Вызванные полицейские его волнений не разделяли: мало ли куда девушка с ребёнком могли уйти: в магазин, погулять. Вещи не взяли? Забыли. Телефон недоступен? Разрядился или деньги кончились. В панике Серёга позвонил своему участковому. Тот заорал:
– Ты зачем их одних оставил? Знал же, что к Алевтине какие-то бандиты в дом лезли!
Зато он связался со следователем, который приезжал после нападения на фельдшерскую квартиру. По этому звонку приехала целая бригада. Они покрутились во дворе, даже собаку пустили. Следователь подошёл к Серёге, вцепившемуся в свою шевелюру, и сказал:
– Здесь ждать бесполезно. Их увезли. Не буду вас успокаивать, следы той машины, что к вам в село приезжала. Не понимаю, зачем они ребёнка прихватили. Девочка маленькая, много о них рассказать не могла, даже номер бы не запомнила. Она же ещё не учится?
Серёга раскрыл ладонь:
– Вот, зубик…
И завыл.
Сквозь шум в ушах пробился тонкий детский голос: «Тётя Аля-а!» Потом грубый мужской сказал: «А мы не перебрали? Ну-ка, ущипни её!» Резкая боль в бедре, но открыть глаза не удалось. Детский плач, оклик: «Заткнись, сучка!» грохот железа и снова плач. Теперь Аля ощутила, что лежит на боку, уткнувшись щекой во что-то холодное. Опёрлась онемевшими руками, которые почему-то не могла развести, приподнялась, и её вырвало прямо на руки. Зато наконец-то удалось открыть глаза. Перед ней – мокрая стена из крупного камня. Поглядела вниз: руки обмотаны скотчем. Перевернулась набок. Так, ноги тоже связаны. Её за шею обняла Кристина:
– Тётя Аля, я думала, ты не проснёшься!
– Это эфир, – сказала она, ощутив мерзкий вкус во рту. Снова вырвало. – Кристина, тебя травили?

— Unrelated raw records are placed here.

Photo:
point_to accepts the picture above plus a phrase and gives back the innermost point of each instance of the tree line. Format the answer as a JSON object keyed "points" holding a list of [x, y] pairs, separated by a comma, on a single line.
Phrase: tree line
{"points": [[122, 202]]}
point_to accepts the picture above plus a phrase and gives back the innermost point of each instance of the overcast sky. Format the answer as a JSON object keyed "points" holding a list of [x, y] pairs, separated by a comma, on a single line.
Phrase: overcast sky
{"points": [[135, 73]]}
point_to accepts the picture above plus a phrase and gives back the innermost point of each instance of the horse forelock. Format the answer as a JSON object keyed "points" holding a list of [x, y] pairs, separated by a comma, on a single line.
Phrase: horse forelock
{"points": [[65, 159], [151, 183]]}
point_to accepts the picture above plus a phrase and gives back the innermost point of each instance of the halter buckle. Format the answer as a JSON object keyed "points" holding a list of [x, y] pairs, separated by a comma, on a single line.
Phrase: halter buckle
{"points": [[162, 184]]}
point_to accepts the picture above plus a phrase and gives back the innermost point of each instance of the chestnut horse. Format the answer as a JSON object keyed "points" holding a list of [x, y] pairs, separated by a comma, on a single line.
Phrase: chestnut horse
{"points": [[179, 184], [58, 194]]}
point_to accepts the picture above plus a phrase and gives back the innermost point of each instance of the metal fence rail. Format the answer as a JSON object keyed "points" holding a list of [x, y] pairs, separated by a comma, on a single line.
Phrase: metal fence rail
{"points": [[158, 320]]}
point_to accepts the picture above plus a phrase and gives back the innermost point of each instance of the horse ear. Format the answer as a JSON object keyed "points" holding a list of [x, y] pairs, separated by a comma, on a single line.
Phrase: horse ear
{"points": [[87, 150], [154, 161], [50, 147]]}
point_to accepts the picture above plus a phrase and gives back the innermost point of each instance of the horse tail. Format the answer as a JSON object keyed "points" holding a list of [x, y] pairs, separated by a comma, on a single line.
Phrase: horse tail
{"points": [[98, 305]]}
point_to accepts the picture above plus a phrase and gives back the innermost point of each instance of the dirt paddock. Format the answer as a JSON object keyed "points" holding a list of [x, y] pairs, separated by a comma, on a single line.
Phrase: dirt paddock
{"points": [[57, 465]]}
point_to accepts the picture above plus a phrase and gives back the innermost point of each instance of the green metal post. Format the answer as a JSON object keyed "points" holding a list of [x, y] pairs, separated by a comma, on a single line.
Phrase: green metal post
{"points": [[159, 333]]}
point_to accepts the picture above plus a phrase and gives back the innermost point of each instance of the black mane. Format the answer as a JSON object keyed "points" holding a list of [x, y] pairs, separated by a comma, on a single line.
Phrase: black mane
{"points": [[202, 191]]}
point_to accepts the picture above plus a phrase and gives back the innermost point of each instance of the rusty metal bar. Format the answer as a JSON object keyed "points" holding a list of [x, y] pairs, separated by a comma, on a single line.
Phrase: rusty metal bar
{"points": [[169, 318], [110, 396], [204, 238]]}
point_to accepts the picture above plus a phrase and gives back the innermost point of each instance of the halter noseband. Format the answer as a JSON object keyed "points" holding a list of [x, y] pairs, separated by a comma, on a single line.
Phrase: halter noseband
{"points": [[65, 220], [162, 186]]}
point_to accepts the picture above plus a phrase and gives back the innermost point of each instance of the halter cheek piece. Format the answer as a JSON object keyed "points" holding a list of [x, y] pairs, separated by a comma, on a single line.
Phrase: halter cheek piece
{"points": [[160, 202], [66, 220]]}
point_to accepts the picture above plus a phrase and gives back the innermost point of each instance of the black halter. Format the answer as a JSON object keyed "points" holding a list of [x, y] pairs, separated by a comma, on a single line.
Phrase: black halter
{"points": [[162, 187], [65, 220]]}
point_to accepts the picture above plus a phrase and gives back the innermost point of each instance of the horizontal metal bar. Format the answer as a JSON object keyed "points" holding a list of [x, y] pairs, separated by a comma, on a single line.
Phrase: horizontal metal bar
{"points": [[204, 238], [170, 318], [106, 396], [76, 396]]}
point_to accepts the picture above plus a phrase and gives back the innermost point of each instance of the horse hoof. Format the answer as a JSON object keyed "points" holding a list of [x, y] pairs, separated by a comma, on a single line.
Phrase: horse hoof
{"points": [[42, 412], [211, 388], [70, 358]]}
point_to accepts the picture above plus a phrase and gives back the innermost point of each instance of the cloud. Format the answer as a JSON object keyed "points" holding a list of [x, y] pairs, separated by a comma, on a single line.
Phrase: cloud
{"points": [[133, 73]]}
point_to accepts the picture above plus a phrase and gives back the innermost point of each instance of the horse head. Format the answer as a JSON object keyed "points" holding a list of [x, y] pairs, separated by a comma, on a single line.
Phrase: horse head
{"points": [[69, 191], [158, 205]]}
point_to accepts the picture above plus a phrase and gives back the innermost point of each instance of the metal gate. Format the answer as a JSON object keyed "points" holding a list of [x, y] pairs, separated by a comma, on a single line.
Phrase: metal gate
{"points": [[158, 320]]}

– Меня тоже тошнит, – плаксиво пожаловалась девочка.
– Так, сейчас. Помоги мне сесть.
Взгляд уткнулся во что-то знакомое. Ржавый железный крюк в стене. Подвал для мясных припасов. Освещение только из маленького подвального окошка полусферой под потолком и из щели в двери.
– Кристина, пока не стемнело, ищи что-нибудь железное, острое.
Тётя Аля, тут ничего нет.
– А что у тебя в карманах?
Девочка вынула из кармана куртки фантик, пластмассовую ложечку из кафе и… перочинный ножик!
– Ура! Открывай!
– Это папин. Он тугой.
– Сунь мне в руки.
Ломая ногти, минут десять пыталась открыть нож. Чуть оттянуть кончик удавалось, но, чтобы полностью раскрыть, нужно было развести руки. Потом догадалась перевернуться на живот, воткнула кончик в пол, нажала, и нож раскрылся.

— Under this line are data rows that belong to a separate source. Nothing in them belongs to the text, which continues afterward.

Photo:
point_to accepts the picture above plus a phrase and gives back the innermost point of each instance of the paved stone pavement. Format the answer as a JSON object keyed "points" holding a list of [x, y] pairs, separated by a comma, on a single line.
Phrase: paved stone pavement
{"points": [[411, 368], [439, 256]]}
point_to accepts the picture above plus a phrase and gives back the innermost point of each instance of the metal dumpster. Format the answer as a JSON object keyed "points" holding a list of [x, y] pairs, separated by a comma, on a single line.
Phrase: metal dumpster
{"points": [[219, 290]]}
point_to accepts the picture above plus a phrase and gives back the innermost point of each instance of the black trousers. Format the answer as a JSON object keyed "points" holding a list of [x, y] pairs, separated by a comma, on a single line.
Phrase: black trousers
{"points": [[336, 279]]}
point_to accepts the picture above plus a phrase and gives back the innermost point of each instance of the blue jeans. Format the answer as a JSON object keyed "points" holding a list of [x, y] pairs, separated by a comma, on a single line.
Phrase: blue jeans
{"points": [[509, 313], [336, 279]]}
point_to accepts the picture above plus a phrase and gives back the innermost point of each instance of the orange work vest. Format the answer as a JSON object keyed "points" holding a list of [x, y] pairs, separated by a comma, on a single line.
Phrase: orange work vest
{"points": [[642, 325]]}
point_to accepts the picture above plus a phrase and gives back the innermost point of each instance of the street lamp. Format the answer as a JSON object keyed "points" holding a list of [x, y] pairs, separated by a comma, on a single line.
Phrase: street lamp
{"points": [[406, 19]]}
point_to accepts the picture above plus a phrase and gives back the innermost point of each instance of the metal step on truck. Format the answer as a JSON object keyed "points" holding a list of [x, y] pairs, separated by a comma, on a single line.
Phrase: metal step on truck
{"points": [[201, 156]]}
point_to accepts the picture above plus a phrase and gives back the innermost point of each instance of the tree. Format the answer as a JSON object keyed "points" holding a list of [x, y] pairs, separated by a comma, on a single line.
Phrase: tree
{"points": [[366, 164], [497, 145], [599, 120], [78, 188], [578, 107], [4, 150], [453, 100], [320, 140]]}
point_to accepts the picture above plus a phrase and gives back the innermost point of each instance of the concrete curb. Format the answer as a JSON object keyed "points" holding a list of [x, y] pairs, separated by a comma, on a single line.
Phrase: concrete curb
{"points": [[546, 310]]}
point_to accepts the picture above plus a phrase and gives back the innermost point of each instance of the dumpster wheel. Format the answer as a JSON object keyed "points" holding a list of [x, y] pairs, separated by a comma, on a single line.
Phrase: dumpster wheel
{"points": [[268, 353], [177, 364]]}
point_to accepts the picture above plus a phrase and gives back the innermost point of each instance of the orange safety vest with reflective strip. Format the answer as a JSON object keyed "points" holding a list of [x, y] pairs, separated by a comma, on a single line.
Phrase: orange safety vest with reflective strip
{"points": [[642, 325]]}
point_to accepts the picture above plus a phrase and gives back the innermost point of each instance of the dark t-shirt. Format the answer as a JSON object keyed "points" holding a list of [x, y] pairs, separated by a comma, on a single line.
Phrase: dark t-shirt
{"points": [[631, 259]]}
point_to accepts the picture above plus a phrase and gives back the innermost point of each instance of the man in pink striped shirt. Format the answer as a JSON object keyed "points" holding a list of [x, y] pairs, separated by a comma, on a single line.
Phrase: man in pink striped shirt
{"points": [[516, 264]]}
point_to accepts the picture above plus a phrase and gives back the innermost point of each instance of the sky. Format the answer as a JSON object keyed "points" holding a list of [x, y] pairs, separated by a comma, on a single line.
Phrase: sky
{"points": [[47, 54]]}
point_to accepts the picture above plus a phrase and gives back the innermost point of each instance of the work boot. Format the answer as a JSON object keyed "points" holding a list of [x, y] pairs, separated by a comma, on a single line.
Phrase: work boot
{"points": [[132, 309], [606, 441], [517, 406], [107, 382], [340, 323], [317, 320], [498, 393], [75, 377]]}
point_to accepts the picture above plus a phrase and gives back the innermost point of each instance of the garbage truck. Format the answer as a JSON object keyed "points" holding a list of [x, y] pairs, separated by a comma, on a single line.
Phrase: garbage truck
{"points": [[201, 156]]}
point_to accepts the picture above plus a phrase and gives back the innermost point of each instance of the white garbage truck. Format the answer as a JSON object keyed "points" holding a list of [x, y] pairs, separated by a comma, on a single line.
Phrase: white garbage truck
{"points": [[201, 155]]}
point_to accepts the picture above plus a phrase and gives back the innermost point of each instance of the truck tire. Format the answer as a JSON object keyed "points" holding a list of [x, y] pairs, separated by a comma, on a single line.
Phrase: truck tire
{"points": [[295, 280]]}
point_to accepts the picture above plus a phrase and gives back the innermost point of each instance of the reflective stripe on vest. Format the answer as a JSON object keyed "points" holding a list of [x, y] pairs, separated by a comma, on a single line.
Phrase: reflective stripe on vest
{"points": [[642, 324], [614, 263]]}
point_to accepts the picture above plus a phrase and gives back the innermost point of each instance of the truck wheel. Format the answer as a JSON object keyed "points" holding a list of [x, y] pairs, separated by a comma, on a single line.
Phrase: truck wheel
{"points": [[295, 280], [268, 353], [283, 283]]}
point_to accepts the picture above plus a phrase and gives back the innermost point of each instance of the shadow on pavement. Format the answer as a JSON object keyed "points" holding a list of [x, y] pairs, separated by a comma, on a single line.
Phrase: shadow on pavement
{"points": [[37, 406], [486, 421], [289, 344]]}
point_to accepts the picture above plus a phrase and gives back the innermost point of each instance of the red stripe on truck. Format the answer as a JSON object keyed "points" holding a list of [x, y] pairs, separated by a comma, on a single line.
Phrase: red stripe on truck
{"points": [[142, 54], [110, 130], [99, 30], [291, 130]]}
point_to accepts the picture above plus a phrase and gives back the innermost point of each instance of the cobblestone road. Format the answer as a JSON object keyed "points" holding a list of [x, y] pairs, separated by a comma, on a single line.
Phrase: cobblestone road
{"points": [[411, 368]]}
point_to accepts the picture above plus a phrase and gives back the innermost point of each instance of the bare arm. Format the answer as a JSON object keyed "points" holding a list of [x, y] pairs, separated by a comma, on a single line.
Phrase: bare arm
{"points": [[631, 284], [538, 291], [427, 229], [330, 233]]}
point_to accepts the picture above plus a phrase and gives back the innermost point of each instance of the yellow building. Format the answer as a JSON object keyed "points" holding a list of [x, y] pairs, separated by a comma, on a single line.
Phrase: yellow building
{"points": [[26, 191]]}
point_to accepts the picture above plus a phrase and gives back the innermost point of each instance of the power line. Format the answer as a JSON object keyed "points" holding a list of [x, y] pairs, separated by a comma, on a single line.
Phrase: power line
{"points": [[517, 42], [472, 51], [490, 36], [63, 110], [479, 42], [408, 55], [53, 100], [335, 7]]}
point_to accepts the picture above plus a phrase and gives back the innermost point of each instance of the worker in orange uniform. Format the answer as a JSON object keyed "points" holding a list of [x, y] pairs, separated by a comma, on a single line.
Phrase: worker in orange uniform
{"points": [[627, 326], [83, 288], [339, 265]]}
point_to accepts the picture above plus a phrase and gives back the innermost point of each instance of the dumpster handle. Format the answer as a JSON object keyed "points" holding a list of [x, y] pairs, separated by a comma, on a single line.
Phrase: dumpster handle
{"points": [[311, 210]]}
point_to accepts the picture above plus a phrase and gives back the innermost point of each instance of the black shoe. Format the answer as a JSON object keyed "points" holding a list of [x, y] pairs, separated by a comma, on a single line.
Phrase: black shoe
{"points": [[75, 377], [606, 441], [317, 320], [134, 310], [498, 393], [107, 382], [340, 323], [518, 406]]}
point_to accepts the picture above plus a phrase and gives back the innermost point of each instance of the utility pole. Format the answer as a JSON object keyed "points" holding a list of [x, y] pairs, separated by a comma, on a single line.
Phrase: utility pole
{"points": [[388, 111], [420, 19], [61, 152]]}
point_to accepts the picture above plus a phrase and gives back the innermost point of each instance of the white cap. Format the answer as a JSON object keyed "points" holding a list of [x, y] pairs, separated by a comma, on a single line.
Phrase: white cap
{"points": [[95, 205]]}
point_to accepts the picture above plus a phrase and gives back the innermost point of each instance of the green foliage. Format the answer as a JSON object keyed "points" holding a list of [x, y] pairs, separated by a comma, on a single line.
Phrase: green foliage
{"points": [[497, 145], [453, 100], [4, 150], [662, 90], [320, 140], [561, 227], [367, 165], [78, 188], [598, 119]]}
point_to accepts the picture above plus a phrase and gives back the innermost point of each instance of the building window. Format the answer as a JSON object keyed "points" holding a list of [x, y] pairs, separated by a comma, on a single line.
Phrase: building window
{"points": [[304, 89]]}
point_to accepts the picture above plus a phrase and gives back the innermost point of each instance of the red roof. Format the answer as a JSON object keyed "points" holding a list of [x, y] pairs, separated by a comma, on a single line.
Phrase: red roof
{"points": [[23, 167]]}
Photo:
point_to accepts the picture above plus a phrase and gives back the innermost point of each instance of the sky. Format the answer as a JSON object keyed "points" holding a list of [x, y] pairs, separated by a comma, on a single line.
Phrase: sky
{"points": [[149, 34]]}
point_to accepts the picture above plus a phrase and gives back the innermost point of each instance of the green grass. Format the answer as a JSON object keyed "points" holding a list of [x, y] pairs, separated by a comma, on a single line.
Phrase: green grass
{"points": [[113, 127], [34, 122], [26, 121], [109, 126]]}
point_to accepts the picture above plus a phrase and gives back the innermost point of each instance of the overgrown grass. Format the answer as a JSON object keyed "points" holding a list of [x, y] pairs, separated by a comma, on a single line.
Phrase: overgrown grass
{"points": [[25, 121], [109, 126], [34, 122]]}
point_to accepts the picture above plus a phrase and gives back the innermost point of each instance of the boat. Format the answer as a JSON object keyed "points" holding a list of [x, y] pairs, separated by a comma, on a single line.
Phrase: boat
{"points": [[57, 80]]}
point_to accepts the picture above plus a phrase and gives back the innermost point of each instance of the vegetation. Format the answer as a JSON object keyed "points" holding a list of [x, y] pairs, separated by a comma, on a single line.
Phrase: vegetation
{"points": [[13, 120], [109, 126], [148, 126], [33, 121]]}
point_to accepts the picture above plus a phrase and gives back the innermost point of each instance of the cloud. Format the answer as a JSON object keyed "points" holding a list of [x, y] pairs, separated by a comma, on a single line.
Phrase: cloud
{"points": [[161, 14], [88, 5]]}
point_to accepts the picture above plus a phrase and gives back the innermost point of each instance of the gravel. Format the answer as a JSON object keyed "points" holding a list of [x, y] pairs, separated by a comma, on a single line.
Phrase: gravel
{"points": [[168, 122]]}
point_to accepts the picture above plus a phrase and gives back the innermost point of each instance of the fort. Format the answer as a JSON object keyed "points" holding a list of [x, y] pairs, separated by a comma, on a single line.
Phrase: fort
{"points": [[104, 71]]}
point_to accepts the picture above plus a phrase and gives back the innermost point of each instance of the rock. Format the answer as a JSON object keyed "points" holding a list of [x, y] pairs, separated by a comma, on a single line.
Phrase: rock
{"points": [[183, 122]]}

– Кристиночка, аккуратно, не порежься!
С облегчением сорвала с запястий обрезки скотча, потом освободила ноги и поднялась.

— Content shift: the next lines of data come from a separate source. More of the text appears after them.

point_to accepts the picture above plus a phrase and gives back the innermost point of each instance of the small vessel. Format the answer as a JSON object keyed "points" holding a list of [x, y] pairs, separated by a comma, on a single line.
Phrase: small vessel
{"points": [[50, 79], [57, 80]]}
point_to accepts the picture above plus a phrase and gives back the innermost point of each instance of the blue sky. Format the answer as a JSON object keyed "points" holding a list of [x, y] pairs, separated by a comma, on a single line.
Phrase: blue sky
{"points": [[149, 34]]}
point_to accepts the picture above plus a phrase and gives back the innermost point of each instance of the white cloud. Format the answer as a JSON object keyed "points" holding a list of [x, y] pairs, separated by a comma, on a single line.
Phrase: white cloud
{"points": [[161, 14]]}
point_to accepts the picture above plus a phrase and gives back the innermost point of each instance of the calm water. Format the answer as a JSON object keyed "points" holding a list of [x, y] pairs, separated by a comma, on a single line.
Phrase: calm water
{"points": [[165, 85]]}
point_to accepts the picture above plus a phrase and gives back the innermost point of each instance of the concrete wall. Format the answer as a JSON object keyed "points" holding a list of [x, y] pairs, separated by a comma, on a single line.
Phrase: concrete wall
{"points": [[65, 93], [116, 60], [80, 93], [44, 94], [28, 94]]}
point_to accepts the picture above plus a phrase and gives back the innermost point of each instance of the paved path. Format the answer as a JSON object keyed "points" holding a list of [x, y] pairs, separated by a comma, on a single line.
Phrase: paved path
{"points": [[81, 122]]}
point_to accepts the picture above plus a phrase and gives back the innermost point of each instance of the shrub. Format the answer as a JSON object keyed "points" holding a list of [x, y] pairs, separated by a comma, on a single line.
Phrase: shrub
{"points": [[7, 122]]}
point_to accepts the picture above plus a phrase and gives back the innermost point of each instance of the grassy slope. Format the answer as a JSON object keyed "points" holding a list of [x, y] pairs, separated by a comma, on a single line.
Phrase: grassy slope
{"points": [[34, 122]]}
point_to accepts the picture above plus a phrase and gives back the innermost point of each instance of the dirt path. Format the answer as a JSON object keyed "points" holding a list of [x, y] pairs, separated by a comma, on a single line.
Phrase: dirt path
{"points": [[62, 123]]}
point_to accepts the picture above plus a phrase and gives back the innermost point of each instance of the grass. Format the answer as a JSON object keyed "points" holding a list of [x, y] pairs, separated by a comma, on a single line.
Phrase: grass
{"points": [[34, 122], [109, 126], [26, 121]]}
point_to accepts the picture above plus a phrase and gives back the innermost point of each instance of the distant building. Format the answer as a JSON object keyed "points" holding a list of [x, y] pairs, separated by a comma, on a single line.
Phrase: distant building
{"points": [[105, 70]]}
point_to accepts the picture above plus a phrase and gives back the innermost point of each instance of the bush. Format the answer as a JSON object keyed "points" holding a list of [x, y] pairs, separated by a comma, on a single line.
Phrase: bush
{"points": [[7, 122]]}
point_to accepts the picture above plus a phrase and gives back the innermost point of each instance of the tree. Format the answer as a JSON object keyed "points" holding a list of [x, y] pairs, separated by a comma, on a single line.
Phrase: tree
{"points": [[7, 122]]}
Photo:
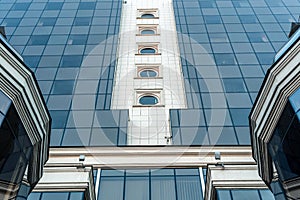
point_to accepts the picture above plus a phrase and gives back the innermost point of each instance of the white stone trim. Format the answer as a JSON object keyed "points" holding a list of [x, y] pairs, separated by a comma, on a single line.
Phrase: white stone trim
{"points": [[68, 178], [231, 177], [17, 82], [283, 80]]}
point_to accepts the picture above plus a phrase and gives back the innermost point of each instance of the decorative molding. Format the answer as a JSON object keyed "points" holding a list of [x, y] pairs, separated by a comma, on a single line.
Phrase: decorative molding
{"points": [[18, 83], [282, 80]]}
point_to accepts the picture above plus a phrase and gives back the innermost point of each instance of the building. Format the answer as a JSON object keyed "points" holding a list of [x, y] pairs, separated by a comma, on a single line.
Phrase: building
{"points": [[275, 145], [25, 126], [149, 99]]}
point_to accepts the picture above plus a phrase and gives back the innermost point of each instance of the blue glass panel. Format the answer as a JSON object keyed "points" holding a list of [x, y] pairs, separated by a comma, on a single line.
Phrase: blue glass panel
{"points": [[147, 32], [148, 100], [148, 73], [148, 51], [147, 16]]}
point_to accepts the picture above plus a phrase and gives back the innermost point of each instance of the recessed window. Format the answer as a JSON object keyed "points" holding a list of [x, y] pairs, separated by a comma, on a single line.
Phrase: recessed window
{"points": [[148, 73], [147, 16], [147, 51], [147, 32], [148, 100]]}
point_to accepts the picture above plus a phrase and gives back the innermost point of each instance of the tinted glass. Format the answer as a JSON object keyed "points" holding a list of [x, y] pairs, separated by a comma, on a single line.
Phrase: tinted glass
{"points": [[147, 16], [148, 73], [148, 51], [148, 100]]}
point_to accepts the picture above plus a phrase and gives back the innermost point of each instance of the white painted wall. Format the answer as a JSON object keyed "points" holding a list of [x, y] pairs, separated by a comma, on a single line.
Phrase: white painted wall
{"points": [[148, 125]]}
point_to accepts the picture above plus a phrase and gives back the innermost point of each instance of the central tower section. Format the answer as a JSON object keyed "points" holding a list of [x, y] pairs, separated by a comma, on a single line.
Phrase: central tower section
{"points": [[148, 76]]}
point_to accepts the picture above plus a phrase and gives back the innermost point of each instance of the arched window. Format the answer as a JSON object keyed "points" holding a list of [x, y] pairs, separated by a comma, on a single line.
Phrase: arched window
{"points": [[147, 51], [147, 32], [148, 73], [148, 100], [147, 16]]}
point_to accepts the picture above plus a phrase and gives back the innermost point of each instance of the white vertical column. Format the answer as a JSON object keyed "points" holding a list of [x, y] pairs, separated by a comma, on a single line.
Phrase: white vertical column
{"points": [[149, 125]]}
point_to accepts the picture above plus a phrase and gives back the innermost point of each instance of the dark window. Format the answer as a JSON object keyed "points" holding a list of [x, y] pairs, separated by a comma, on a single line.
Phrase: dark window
{"points": [[20, 6], [148, 73], [147, 16], [82, 21], [87, 5], [148, 51], [147, 32], [155, 184], [54, 6], [47, 21], [38, 40], [148, 100]]}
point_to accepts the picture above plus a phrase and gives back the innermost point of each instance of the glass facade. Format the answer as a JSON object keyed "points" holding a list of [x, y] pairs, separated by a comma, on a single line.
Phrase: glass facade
{"points": [[283, 146], [156, 184], [247, 194], [16, 149], [226, 48], [56, 195], [71, 46]]}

– Ну, что, будем спасаться?
Удивительно! Было плохо, мерзко во рту, тошнило, её с ребёнком заперли в подвале. Но не было страха, уныния, стопора, как бывало всякий раз, когда её ругали, пугали или били. Ясная голова и желание бороться. Почему? Потому что дядя Гоша сказал, что жить надо ради тех, кого любишь и кто любит тебя. И не только ради дяди Гоши, который сейчас, наверное, сходит с ума от страха за неё, ради тёти Маши, которая вытащила её из того мерзкого рабства, но прежде всего ради маленькой девочки, попавшей в неприятности из-за того, что оказалась рядом с ней, ради её матери Светки, с которой они два года назад попали в аварию и вместе мыкались в больнице, и которая с тех пор общалась с ней как с родственницей.